Strange teeth. Ink suspended
in the sea. Everywhere, green–
more green than you can imagine.
But you are already imagining.
Amazing, isn’t it, the human
mind’s speed? It races
under the demands of gravity.
Here, we float. We still breathe.
The whale’s lungs grow larger
than any brain can know, with ease.
Zone III: Benthic
I lack jaws. I lure
My clear face
is one big eye.
In heavy cold,
my shape is
wise. I need
nothing. I survive.
If you ever met a girl with eyes the color of a swordfish, you’d leave whoever you were with and go with her.

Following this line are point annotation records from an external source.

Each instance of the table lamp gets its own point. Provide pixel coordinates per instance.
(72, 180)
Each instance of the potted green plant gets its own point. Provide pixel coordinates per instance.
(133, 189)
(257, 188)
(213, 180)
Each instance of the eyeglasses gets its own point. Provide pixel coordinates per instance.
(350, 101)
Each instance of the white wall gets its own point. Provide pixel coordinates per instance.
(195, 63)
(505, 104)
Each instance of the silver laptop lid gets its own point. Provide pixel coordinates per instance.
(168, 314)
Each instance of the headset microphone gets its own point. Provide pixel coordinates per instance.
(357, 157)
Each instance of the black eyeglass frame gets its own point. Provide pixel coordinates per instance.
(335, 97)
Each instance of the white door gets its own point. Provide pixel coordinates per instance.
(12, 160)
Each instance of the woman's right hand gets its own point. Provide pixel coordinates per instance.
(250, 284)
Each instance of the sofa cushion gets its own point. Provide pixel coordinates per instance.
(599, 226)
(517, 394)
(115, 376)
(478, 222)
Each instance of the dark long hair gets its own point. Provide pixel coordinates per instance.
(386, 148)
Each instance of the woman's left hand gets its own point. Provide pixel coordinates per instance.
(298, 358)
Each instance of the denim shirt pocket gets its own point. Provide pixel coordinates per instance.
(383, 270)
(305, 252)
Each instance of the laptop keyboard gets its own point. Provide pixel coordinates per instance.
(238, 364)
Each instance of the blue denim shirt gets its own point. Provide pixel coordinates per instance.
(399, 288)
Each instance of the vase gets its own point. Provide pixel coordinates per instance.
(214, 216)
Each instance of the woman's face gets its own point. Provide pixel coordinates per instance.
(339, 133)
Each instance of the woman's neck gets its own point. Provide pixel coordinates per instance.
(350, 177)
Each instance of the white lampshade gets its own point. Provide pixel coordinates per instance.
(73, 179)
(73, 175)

-James Prosek, “Swordfish Research: Woods Harbour, Nova Scotia”
According to the fishermen
mounting the harpoon stand,
hauling chunks of gray flesh
into trucks of ice which I learn
are swordfish with the head
and tail lopped off, there is a blue
that only lives in the sea. The long
glassy fish with the needle-nose
is too dangerous to drag living
onto land so instead the harpoon
buries deep, stays in the fish
until it tires on a buoy, stunned,
its body gone copper. They tell me
sometimes, if you are lucky, a fish
will flicker back to its living color,
even as it is dying, the indigo shimmer
so deep you might lose your footing
to its gravity, and I wonder if this miracle
if worth all the death they must witness,
the miles at sea, the boat deck piled
high with disembodied meat, the blade
entering and entering the silver bodies
so they might glimpse the living color
once, watch the catch become a hunter
again, however briefly, the way sometimes
a blade can turn radiant in its sheath.
This poem ends with a line from Hafiz’s poem “Radiant in its Sheath.”
About Stephanie Niu
Stephanie Niu (she/her/hers) is a poet from Marietta, Georgia who earned her degrees in symbolic systems and computer science from Stanford University. Her poems have appeared or are forthcoming in ENTROPY, The Southeast Review, Poets Reading the News, and Storm Cellar. She works as a product manager in New York City. You can read more of her work at https://stephanieniu.com/poetry.html.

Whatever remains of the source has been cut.